Aquella pequeña talla de la Virgen
Inmaculada expresa de un modo admirable la presencia de la Madre de Dios en
estas tierras del Uruguay.
En su humilde silencio esta imagen nos
muestra el fruto más eminente de la redención, María, en quien no hay mancha de
pecado alguno.
Contemplando a la Virgen Purísima
cantamos la victoria de Cristo resucitado sobre el pecado y la muerte.
2. "Alégrate, porque el Señor a
quien has merecido llevar, ha resucitado, según su palabra, aleluya".
El anuncio de la resurrección del
Señor, mensaje culminante del Evangelio, ha llegado a estas tierras unido a la
presencia amorosa de la Madre del Resucitado.
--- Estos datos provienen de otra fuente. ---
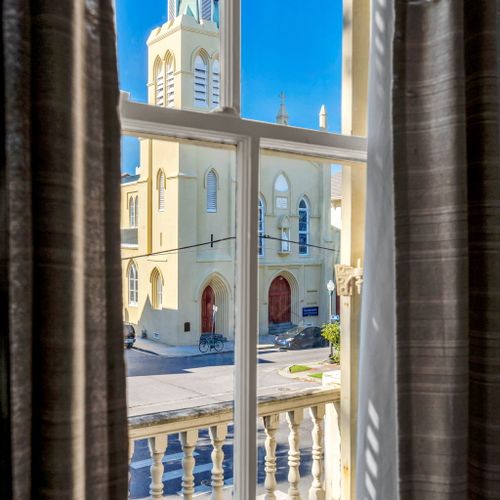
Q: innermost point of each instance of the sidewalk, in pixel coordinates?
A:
(153, 347)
Acercándonos al V centenario de la
evangelización de los pueblos de América, la Virgen María, Reina de los
Apóstoles, que con su fe y su ejemplo de vida precede a los heraldos del
Evangelio, nos hace sentir la hermandad de todos los pueblos, que en estas
tierras benditas han acogido la Palabra y el bautismo de Cristo. De todos ellos
María es Madre y Patrona; a todos convoca en una gran familia para la que
deseamos esa unidad latinoamericana que ahonda sus raíces en el mensaje
cristiano.
A nuestra Señora, la Virgen de los
Treinta y Tres, Patrona del Uruguay, en una plegaria, que quiere ser la voz de
todos los pueblos de América Latina, le dirigimos el saludo pascual que llena
nuestros corazones de alegría por el triunfo de su Hijo Resucitado, vencedor del
pecado y de la muerte y que nos abrió las puertas del cielo.